11K rows, 83 columns, many joins, export as excel/csv over the edge
11K rows, 83 columns, many joins, export as excel/csv over the edge
My main table seems to have grown beyond the reach of the current way to dump the whole table to a spreadsheet as the client needs for their weekly report.
Increasing memory limits in PHP, execution time in apache to 10 minutes has worked for a few increases in the size of the table, but no longer works.
Am using a lengthMenu item of up to 15,000 items to draw the whole table in on DT in the browser and export to XLS to generate the text CSV with all joined sub tables exploded as text.
Seems that Join.php is the culprit, a large dataset being the trigger.
Server is Amazon ec2 t2-micro, 1Gb RAM, Bitnami HHVM
php.ini: memory_limit = 768M
apache via php-fpm-apache.conf has increased script execution time
<Proxy "unix:/opt/bitnami/php/var/run/www.sock|fcgi://www-fpm" timeout=600>
The program "top" shows the used memory run very close to 1Gb when the request to draw the whole table executes.
Even at 10 minutes I still get
[proxy_fcgi:error] [pid 8086:tid 139767471523584] (70007)The timeout specified has expired:
which is seen as a 503 error page to the user and invalid json.
So I don't think increasing the execution time past 10 minutes will help the server any.
Looking for some ideas of how to get the server side csv generation to succeed, is it simply a matter of needing more RAM ?
thanks.
Replies
I will send a link to the debug data via email.
Hi,
Thanks for the details and e-mail. The issue here, as you say, is that the database is getting a little too large to easily dump out to the client-side with the PHP libraries for Editor.
The
Join
class is always going to be the one that will run out of memory first due to how it operates (rather than having the SQL server perform the join, for portability between the various SQL engines that the libraries support it pulls the information from the database and does the join in PHP. That of course costs memory - I hadn't expected it to be quite as few as 15k records (although you do have a lot of columns), but it depends on what the join information is and how many joins, etc.If possible, the leftJoins are the way to go since that is done in SQL but it only allows a single item, rather than the one-to-many relationship of the
Join
class.I think this is one where the pre-built libraries are going to be pushed beyond what they were designed for - indeed, creating a 15k row Excel file on the client-side isn't going to be fast either.

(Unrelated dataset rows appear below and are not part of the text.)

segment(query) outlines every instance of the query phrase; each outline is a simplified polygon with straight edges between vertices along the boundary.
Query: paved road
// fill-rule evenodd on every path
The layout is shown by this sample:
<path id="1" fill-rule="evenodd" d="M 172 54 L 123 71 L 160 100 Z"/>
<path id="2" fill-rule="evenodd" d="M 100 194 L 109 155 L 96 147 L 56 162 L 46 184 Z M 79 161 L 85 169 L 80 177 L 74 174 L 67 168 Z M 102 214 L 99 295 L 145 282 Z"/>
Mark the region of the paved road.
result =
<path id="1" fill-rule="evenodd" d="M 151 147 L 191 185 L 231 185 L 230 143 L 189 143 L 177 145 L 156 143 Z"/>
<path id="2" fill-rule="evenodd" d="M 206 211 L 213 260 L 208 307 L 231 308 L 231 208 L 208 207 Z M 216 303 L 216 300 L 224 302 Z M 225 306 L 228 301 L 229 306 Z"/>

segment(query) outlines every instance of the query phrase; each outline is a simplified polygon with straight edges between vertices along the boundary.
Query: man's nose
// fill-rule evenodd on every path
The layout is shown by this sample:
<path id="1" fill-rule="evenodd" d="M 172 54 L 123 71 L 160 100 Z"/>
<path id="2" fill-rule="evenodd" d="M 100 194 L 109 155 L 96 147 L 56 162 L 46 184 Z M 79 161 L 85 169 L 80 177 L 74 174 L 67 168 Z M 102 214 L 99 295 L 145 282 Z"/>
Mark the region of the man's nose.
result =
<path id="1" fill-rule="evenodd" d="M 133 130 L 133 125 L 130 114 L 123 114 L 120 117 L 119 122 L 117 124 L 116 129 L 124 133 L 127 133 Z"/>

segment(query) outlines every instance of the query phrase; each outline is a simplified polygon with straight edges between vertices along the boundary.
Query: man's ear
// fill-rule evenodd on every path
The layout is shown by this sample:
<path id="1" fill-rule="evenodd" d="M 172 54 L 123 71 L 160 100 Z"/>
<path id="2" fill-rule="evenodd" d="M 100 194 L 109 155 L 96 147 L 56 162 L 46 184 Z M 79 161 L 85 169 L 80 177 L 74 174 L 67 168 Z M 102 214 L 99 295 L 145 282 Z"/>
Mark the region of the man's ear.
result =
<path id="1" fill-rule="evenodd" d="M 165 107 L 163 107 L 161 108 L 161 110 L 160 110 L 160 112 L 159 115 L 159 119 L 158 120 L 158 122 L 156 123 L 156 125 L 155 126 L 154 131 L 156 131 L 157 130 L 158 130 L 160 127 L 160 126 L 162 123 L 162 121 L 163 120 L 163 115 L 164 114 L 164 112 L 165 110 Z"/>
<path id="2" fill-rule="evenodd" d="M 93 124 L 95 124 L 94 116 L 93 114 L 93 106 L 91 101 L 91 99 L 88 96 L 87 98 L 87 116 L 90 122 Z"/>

It is around this point that I think you'll need to start looking into generating the Excel / CSV file on the server and providing a way for the client-side to download it. You could send the parameters from the last server-side processing draw request so the file could be created with the same sorting etc if that is required.
Even if we were to find a way to improve the Join memory performance (I will take a look at this), sooner rather than later I think you'll just hit exactly the same issue as the data continues to expand. For server-side processing tables, this really needs a server-side solution.
Does that sound do-able?
Allan
Thanks Allan,
Not quite sure how to build what you are proposing - capturing the query that the server is attempting for the operation that is timing out, and convert it to a leftJoin based query that will execute directly by mysql and get it to export the csv via that direct query ? I could have a button that executes this query and generates the csv file on the server for download later ?
So it would be a "dump all" button that performed the export on the server.
A server only solution would be fine, just not quite sure how to do the `generate the query' bit.
thanks.
I have created a sql query that is the same as the big join the table would be doing, and that stalls mysql as well. So I might just be showing my poorly growing db schema.
The query has joins to 28 tables for 28 of the 83 columns, so that will hurt memory for sure. This is not DT territory, but would rewriting as left joins be more efficient enough?
Just to quickly update the conversation here so it doesn't look truncated - we talked by e-mail and it sounds like left join rewrite of the query was spot on. "Blindingly fast" :-)
In general if you have a one-to-one relationship then left join is the way forward for optimal performance.
Regards,
Allan
Yes just to complete the thread.
I moved from using the browser to generate the CSV file - by getting the whole table to be drawn in one browser window (which ended up using Join.php in the PHP backend libraries) to a custom php script that used a hand coded equivalent sql query with 'left join on' and a loop with fputcsv to handle special characters generate the CSV on the fly, and it was very fast indeed - an instant download of the whole table.